Jackson argues that his statement was the product of a custodial interrogation that
warranted Miranda protections, and that his waiver of those protections was invalid. He
is incorrect on both counts.
First, Jackson was not in custody at the ATF office. Because Jackson was not
under arrest when he made his statement, we cannot conclude that the interview was
“custodial” unless “‘something [was] said or done by the authorities, either in their
manner of approach or in the tone or extent of their questioning, which indicates they
would not have heeded a request to depart or to allow the suspect to do so.’” United
States v. Leese, 176 F.3d 740, 743 (3d Cir. 1999) (quoting Steigler v. Anderson, 496 F.2d
793, 798 (3d Cir. 1974)). The District Court, after a careful and comprehensive review of
the facts, determined that Jackson was free to leave. We agree. By all accounts, the tone
of the interview was cordial and cooperative. Jackson agreed to accompany the agents to
the ATF office. He was told that he was not under arrest, and was never restrained or
threatened in any way. Although the interview took place at the ATF office, the
interview room remained unlocked, and only one or two officers were in the room with
Jackson at any time. Jackson was told that he was free to leave, but he chose to stay.

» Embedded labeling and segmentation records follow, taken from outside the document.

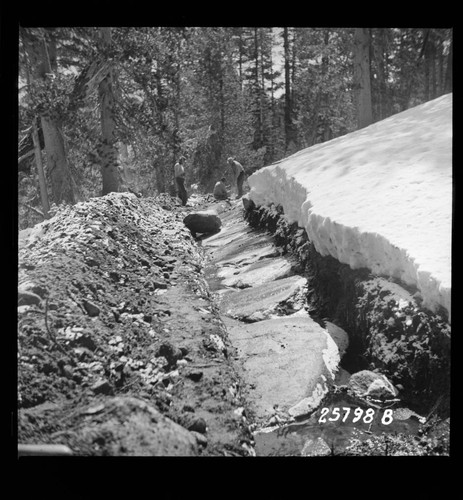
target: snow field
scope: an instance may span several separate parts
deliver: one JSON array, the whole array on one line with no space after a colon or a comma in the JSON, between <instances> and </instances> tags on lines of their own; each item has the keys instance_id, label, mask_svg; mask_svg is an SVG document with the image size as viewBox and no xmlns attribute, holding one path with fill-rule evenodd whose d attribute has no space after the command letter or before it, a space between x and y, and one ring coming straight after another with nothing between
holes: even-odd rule
<instances>
[{"instance_id":1,"label":"snow field","mask_svg":"<svg viewBox=\"0 0 463 500\"><path fill-rule=\"evenodd\" d=\"M248 179L315 249L415 285L431 310L451 299L452 94L317 144Z\"/></svg>"}]
</instances>

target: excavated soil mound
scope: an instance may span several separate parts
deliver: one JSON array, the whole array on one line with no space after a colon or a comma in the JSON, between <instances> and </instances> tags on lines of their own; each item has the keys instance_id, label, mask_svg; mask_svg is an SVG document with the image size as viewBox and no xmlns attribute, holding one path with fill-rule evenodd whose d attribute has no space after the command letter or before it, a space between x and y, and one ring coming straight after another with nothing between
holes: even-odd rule
<instances>
[{"instance_id":1,"label":"excavated soil mound","mask_svg":"<svg viewBox=\"0 0 463 500\"><path fill-rule=\"evenodd\" d=\"M21 232L19 444L253 453L240 376L182 222L203 208L190 204L113 193Z\"/></svg>"}]
</instances>

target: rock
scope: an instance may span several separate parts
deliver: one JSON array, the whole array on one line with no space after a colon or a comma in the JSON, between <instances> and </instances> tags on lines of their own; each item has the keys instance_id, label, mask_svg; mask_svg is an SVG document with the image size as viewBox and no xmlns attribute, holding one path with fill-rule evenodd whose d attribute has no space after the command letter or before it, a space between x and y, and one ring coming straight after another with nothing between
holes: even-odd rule
<instances>
[{"instance_id":1,"label":"rock","mask_svg":"<svg viewBox=\"0 0 463 500\"><path fill-rule=\"evenodd\" d=\"M41 298L32 292L18 291L18 306L39 305Z\"/></svg>"},{"instance_id":2,"label":"rock","mask_svg":"<svg viewBox=\"0 0 463 500\"><path fill-rule=\"evenodd\" d=\"M243 366L248 402L257 422L275 405L294 418L317 408L339 367L339 351L328 332L307 313L243 323L224 316L229 339Z\"/></svg>"},{"instance_id":3,"label":"rock","mask_svg":"<svg viewBox=\"0 0 463 500\"><path fill-rule=\"evenodd\" d=\"M203 372L200 370L194 370L187 374L187 377L193 382L199 382L203 377Z\"/></svg>"},{"instance_id":4,"label":"rock","mask_svg":"<svg viewBox=\"0 0 463 500\"><path fill-rule=\"evenodd\" d=\"M189 431L198 432L199 434L205 434L207 431L207 424L204 418L196 417L194 415L188 415L186 419L185 427Z\"/></svg>"},{"instance_id":5,"label":"rock","mask_svg":"<svg viewBox=\"0 0 463 500\"><path fill-rule=\"evenodd\" d=\"M156 357L161 357L161 356L166 358L169 365L172 366L175 365L177 360L183 357L183 353L181 349L174 346L170 342L165 342L164 344L161 344L161 346L156 352Z\"/></svg>"},{"instance_id":6,"label":"rock","mask_svg":"<svg viewBox=\"0 0 463 500\"><path fill-rule=\"evenodd\" d=\"M87 311L87 314L91 317L98 316L101 312L98 306L87 299L84 299L82 304L84 306L84 309Z\"/></svg>"},{"instance_id":7,"label":"rock","mask_svg":"<svg viewBox=\"0 0 463 500\"><path fill-rule=\"evenodd\" d=\"M111 384L105 379L98 380L98 382L92 385L91 389L95 394L110 395L114 393Z\"/></svg>"},{"instance_id":8,"label":"rock","mask_svg":"<svg viewBox=\"0 0 463 500\"><path fill-rule=\"evenodd\" d=\"M331 455L331 449L321 437L318 437L306 441L301 455L303 457L322 457Z\"/></svg>"},{"instance_id":9,"label":"rock","mask_svg":"<svg viewBox=\"0 0 463 500\"><path fill-rule=\"evenodd\" d=\"M196 442L198 443L198 446L201 446L205 448L207 446L207 437L204 434L201 434L200 432L196 431L190 431L191 434L196 438Z\"/></svg>"},{"instance_id":10,"label":"rock","mask_svg":"<svg viewBox=\"0 0 463 500\"><path fill-rule=\"evenodd\" d=\"M249 195L244 195L241 198L245 210L252 210L255 207L254 202L249 198Z\"/></svg>"},{"instance_id":11,"label":"rock","mask_svg":"<svg viewBox=\"0 0 463 500\"><path fill-rule=\"evenodd\" d=\"M369 370L354 373L349 380L349 387L360 397L392 399L398 394L396 388L385 375Z\"/></svg>"},{"instance_id":12,"label":"rock","mask_svg":"<svg viewBox=\"0 0 463 500\"><path fill-rule=\"evenodd\" d=\"M183 223L193 235L196 233L216 233L222 226L220 217L213 210L188 214L183 219Z\"/></svg>"},{"instance_id":13,"label":"rock","mask_svg":"<svg viewBox=\"0 0 463 500\"><path fill-rule=\"evenodd\" d=\"M69 340L69 345L71 347L85 347L90 350L90 353L96 349L95 341L92 339L88 333L78 333L73 339Z\"/></svg>"},{"instance_id":14,"label":"rock","mask_svg":"<svg viewBox=\"0 0 463 500\"><path fill-rule=\"evenodd\" d=\"M82 422L75 429L92 448L95 443L104 446L108 456L198 455L196 437L146 401L113 397L104 405L104 419Z\"/></svg>"}]
</instances>

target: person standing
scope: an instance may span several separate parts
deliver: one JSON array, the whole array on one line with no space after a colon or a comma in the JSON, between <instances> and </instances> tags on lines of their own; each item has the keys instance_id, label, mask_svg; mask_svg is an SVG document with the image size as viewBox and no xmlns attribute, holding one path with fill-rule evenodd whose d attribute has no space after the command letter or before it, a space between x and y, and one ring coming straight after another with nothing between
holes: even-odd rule
<instances>
[{"instance_id":1,"label":"person standing","mask_svg":"<svg viewBox=\"0 0 463 500\"><path fill-rule=\"evenodd\" d=\"M215 183L213 194L216 200L228 199L228 192L225 186L225 177L222 177L220 181Z\"/></svg>"},{"instance_id":2,"label":"person standing","mask_svg":"<svg viewBox=\"0 0 463 500\"><path fill-rule=\"evenodd\" d=\"M188 193L185 189L185 157L181 156L174 166L175 182L177 184L177 194L182 205L185 206L188 200Z\"/></svg>"},{"instance_id":3,"label":"person standing","mask_svg":"<svg viewBox=\"0 0 463 500\"><path fill-rule=\"evenodd\" d=\"M232 170L233 182L236 184L238 191L237 198L243 196L244 168L241 163L237 162L232 156L227 160Z\"/></svg>"}]
</instances>

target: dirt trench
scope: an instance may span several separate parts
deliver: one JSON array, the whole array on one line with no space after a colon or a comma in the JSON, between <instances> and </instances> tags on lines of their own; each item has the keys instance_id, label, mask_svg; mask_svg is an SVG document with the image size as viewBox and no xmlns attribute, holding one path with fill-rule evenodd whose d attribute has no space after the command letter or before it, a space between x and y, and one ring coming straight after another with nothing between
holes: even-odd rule
<instances>
[{"instance_id":1,"label":"dirt trench","mask_svg":"<svg viewBox=\"0 0 463 500\"><path fill-rule=\"evenodd\" d=\"M247 202L244 217L250 226L269 231L283 254L297 259L298 273L308 280L311 316L348 332L343 368L379 370L400 388L410 408L428 417L450 416L451 328L444 310L422 308L419 291L403 283L321 256L279 206Z\"/></svg>"}]
</instances>

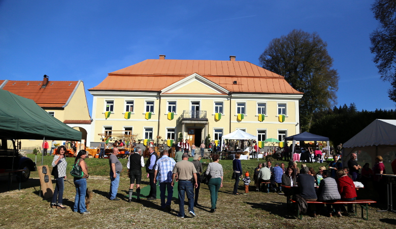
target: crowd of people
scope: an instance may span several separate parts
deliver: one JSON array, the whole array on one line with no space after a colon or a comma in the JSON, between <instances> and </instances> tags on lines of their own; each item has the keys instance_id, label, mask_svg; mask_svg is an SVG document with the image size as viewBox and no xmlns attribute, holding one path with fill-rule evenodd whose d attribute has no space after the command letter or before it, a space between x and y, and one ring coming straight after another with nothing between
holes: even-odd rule
<instances>
[{"instance_id":1,"label":"crowd of people","mask_svg":"<svg viewBox=\"0 0 396 229\"><path fill-rule=\"evenodd\" d=\"M183 152L183 148L181 146L184 145L181 145L176 152L175 159L169 157L168 150L163 150L158 156L153 147L149 147L148 151L150 155L145 164L142 156L142 149L140 147L135 147L134 151L128 157L126 165L130 180L128 202L133 201L135 183L136 201L141 201L142 168L145 167L150 184L150 192L146 197L147 200L156 199L156 185L158 185L160 193L160 207L163 210L170 211L174 186L175 182L178 182L177 191L179 200L179 213L178 216L181 218L185 216L184 205L185 195L186 195L188 202L188 213L191 217L195 217L196 214L194 208L199 206L198 197L201 177L205 176L207 178L209 178L207 184L211 196L210 212L216 212L218 193L220 188L222 187L223 178L223 168L219 163L219 156L213 154L212 157L213 162L209 163L206 171L204 172L202 164L200 162L201 154L194 154L193 161L189 162L188 152L189 146L189 148L184 148ZM67 150L64 145L58 147L58 154L54 157L52 164L54 169L51 174L54 177L56 184L51 203L51 207L53 208L66 208L62 205L62 196L63 180L67 177L67 162L64 157ZM117 157L118 148L114 147L112 150L112 154L109 158L111 182L108 198L111 201L118 201L120 199L117 197L117 194L122 165ZM83 175L82 177L74 178L76 194L73 210L81 214L89 213L85 203L86 179L89 177L88 166L84 161L86 157L87 152L81 150L77 154L74 162L75 165L78 165L81 168ZM243 177L240 157L240 154L237 152L233 161L233 176L235 180L233 194L235 195L240 195L238 189L240 180L242 179L245 187L244 194L248 195L251 180L248 172L245 173L245 176ZM291 196L292 194L298 194L306 201L318 200L326 203L327 214L329 216L332 216L334 213L338 217L346 215L353 212L351 205L348 205L347 210L344 206L332 204L338 200L355 200L357 195L353 181L356 181L359 177L362 181L372 179L376 189L380 194L383 192L381 188L383 187L384 183L382 176L375 175L385 173L382 158L381 156L376 158L376 164L372 170L369 168L368 163L361 167L356 161L356 157L355 154L352 154L347 163L348 166L343 167L342 162L338 160L338 156L335 155L333 157L333 161L329 164L328 170L324 166L320 166L317 172L315 172L313 167L307 167L305 164L301 165L301 169L298 167L296 163L291 162L287 167L285 167L283 163L276 163L275 167L273 167L271 160L268 160L266 162L258 163L254 169L253 180L255 185L255 190L262 191L268 189L272 192L283 192L287 196ZM360 169L361 175L359 174ZM264 185L267 186L266 188L263 188ZM298 188L293 187L298 187ZM168 196L166 196L167 193ZM314 204L309 205L312 216L316 217L318 207L323 208L322 206L318 206Z\"/></svg>"}]
</instances>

When the interview ended, the officers drove him home. The evidence thus fully
supports the District Court’s conclusion.
Second, even were we to conclude that Jackson was in custody, he knowingly and
voluntarily waived his Miranda rights. Jackson’s argument that the warnings were
invalid because he was not specifically told that he was a suspect in the gun trafficking
investigation is without merit. The relevant inquiry is whether Jackson waived his rights
“‘voluntarily, knowingly, and intelligently,’” Colorado v. Spring, 479 U.S. 564, 573
(1987) (quoting Miranda v. Arizona, 384 U.S. 436, 444 (1966)), and the evidence
demonstrates that he did. Jackson was clearly aware of the context surrounding his
interview. Not only did the agents tell him that they wanted to interview him in
connection with an ongoing investigation, they also confiscated the guns that he had
purchased as evidence. There is no evidence of trickery on the part of the ATF agents, or
that Jackson did not understand the warnings as they were administered. We therefore
agree with the District Court that Jackson’s “statements were the free, uncoerced choice
of someone who had knowingly and intelligently waived his rights under Miranda; and,
indeed, in the larger sense, waived his right against self incrimination.”
For the foregoing reasons, we will affirm the judgment of conviction.